Speaking of which, I've been staring at the scripts but it's not clear
to me how the repair=none fuzz tests are expected to function. Many of
those tests corrupt AG metadata headers (e.g. the AGI lsn), which means
mount bails out with an error.

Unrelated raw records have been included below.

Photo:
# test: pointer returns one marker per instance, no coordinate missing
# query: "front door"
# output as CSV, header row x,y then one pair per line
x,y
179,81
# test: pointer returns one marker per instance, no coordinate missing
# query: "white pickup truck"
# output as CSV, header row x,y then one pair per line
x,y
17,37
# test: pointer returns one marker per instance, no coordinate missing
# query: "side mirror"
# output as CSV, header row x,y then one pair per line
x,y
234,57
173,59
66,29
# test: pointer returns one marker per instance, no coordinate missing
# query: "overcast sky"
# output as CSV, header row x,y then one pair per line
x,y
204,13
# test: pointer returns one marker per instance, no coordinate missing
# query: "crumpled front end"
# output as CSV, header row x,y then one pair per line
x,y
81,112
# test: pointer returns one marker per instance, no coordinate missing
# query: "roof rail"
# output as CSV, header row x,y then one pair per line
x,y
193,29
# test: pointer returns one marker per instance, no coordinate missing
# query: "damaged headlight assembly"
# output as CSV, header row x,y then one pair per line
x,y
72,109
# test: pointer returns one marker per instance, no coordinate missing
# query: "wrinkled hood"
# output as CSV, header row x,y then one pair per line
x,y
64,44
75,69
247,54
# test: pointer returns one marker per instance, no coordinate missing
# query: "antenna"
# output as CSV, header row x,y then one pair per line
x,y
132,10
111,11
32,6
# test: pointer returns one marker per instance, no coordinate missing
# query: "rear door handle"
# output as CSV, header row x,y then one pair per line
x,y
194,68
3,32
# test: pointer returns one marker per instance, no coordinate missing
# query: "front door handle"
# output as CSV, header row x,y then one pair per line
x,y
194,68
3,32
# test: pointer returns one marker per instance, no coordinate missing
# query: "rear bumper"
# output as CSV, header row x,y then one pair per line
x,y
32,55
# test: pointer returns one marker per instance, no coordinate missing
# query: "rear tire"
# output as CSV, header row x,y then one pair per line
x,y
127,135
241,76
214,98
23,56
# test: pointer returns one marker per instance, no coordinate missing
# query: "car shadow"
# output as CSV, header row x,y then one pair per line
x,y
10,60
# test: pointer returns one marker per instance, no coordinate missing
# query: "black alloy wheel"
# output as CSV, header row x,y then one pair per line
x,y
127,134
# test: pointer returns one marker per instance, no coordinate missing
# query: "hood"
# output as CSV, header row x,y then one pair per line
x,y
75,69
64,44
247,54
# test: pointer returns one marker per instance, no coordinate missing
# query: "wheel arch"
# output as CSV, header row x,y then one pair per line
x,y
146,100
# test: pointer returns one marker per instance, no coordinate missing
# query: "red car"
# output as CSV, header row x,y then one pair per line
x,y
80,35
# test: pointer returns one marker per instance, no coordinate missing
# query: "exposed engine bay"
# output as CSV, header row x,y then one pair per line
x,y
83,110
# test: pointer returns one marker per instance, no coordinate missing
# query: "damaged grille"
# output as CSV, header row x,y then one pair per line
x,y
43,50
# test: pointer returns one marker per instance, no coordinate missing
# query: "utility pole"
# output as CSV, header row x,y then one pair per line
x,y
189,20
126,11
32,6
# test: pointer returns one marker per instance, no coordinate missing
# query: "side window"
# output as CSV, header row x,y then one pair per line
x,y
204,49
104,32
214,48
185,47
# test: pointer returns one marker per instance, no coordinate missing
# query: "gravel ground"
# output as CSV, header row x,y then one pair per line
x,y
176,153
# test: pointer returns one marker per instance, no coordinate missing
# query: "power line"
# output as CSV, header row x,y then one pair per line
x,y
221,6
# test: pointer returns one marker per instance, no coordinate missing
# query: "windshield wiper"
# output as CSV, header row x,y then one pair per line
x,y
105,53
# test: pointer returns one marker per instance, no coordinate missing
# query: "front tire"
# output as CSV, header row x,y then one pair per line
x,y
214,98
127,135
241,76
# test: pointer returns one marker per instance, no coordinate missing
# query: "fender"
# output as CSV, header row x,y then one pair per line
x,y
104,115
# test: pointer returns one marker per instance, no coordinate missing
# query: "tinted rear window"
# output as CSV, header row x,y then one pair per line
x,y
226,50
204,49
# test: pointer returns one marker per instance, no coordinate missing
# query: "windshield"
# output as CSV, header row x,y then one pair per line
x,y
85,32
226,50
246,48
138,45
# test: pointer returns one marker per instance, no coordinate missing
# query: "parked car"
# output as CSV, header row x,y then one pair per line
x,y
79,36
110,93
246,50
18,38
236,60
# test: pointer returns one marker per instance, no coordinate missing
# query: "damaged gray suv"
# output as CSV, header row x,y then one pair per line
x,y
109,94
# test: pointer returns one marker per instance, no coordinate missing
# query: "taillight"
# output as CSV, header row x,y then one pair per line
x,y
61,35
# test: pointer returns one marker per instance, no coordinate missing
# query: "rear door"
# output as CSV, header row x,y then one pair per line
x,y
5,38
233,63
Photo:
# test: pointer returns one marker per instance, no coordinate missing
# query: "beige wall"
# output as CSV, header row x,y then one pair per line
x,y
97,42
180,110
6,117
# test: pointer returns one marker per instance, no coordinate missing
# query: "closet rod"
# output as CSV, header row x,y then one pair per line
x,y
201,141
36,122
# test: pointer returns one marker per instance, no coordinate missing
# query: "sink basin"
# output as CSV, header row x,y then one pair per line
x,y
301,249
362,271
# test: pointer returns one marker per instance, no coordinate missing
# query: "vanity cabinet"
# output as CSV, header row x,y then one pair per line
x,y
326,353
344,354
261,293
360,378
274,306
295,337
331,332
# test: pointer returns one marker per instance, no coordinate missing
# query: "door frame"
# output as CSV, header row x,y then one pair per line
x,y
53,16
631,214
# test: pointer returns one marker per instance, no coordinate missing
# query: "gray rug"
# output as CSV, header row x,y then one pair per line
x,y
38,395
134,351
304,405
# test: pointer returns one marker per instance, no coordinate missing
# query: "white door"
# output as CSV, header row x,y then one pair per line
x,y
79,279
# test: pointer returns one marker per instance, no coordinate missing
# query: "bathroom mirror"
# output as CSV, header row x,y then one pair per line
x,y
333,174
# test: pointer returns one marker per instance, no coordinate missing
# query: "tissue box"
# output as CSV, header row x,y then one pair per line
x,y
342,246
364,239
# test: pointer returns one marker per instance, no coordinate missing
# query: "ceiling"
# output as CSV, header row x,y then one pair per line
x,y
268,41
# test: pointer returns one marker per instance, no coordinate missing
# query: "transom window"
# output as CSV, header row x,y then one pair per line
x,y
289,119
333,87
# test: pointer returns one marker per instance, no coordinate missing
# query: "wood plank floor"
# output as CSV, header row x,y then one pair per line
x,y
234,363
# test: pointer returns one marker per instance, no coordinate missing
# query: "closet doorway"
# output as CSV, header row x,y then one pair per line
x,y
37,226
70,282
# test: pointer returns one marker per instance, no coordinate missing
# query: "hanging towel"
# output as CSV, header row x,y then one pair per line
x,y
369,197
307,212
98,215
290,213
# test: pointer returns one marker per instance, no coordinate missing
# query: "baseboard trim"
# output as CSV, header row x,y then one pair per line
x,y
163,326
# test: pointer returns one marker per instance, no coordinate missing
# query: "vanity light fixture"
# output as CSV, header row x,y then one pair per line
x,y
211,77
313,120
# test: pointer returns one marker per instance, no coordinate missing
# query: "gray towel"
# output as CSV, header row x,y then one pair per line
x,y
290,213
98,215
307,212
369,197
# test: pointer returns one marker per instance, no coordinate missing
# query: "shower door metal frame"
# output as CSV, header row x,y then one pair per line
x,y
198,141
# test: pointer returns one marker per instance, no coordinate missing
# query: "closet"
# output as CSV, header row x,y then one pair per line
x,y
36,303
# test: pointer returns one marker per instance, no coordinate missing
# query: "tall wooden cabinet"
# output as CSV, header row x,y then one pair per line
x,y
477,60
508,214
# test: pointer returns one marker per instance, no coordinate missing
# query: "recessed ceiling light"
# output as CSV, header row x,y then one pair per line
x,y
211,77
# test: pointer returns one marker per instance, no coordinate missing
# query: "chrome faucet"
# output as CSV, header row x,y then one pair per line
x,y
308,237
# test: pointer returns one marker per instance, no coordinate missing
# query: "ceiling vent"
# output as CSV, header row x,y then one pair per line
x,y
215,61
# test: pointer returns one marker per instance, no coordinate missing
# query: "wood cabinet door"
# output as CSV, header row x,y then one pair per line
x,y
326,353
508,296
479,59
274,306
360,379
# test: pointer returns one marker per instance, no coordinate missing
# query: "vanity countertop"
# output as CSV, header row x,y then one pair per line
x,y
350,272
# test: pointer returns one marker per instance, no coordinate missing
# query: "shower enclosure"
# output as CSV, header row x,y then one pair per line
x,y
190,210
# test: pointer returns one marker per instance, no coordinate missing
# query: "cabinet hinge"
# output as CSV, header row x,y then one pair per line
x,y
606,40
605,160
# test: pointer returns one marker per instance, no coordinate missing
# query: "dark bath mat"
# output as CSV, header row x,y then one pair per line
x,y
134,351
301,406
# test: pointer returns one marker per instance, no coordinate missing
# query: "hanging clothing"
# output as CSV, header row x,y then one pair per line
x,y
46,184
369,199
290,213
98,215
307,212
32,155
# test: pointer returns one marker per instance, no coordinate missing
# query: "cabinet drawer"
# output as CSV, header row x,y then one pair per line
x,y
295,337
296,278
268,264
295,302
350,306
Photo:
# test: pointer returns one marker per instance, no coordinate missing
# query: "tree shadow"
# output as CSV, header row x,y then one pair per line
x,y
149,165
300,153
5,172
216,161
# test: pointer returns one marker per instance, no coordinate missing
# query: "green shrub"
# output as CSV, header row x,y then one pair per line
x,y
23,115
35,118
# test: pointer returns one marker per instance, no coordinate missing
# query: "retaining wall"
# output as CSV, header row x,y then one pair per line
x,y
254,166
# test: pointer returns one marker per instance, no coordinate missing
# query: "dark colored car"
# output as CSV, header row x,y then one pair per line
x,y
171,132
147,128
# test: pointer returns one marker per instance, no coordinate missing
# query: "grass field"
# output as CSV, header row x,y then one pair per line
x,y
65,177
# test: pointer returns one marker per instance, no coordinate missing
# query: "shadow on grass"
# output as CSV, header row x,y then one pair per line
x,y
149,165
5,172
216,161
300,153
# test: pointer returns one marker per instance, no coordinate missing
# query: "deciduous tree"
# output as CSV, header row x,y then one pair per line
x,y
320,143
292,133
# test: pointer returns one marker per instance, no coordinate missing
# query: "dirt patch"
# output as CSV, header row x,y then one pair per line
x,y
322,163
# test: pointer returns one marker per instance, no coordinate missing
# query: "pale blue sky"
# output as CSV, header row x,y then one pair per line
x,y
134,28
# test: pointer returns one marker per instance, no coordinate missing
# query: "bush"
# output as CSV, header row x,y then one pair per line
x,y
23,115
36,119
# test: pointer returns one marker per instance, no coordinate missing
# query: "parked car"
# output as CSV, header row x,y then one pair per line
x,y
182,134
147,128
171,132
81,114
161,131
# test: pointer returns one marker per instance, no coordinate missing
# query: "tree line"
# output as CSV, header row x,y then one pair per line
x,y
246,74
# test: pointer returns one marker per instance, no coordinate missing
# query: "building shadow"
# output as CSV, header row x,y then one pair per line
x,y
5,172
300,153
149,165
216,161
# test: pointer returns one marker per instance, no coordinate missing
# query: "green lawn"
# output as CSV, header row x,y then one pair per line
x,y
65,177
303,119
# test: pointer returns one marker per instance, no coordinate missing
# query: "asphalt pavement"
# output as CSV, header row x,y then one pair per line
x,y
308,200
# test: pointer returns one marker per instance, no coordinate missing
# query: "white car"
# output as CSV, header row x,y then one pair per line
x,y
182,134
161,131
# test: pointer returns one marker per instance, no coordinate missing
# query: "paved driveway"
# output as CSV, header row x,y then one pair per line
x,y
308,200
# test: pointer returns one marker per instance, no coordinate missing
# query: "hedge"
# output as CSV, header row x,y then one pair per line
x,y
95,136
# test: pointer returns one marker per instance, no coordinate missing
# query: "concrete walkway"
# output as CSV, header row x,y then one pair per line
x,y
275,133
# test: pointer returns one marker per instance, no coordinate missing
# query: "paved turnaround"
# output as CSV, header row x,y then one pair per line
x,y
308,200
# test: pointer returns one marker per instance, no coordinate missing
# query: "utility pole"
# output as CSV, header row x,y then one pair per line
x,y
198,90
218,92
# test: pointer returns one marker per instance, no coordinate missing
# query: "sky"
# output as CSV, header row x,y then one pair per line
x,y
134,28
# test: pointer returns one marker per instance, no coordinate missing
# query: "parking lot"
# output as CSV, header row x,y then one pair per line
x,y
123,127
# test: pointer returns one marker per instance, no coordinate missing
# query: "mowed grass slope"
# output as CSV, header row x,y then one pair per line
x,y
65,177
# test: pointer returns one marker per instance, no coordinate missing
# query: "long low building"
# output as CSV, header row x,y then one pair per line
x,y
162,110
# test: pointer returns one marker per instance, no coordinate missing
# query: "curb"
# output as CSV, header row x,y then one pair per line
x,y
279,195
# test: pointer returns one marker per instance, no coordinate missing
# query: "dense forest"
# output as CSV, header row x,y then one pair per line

But the golden output doesn't account for
that, so those tests will fail (e.g. xfs/456).

Further, for things like inode metadata fuzzing where the fs is usually
mountable, the tests will always succeed irrespective of the verifiers
firing or not (e.g. xfs/465).

I'd assume all those repair=none tests would need to check dmesg for
metadata corruptions, so something like:

--- a/common/fuzzy
+++ b/common/fuzzy
@@ -254,3 +254,3 @@ __scratch_xfs_fuzz_field_test() {
 		__scratch_xfs_fuzz_unmount
-	else
+	elif [ "${repair}" != "none" ]; then
 		(>&2 echo "re-mount failed ($res) with ${field} = ${fuzzverb}.")

--- a/tests/xfs/456
+++ b/tests/xfs/456
@@ -43,2 +43,5 @@ echo "Done fuzzing AGI"

+_check_dmesg_for "Metadata corruption detected" || \
+	_fail "Missing metadata corruption messages!"
+
 # success, all done

If this makes sense, I'll send a separate patch to address it, and fix
all repair=none tests as above.

> The open-coded repair conditionals scattered through this funciton
> probably ought to be refactored into helpers, e.g.
> 
> __fuzz_want_scrub_check() {
> 	local repair="$1"
> 	local field="$2"
> 
> 	test "${repair}" != "none" && \
> 		_supports_xfs_scrub "${SCRATCH_MNT}" "${SCRATCH_DEV}" && \
> 		[ "${field}" != "sb 0" ]
> }
> 
> if [ $res -eq 0 ]; then
> 	# Try an online scrub...
> 	if __fuzz_want_scrub_check "${repair}" "${field}"; then
> 		_scratch_scrub -n -a 1 -e continue 2>&1
> 		...

Will do that and send a v2, thanks for the review!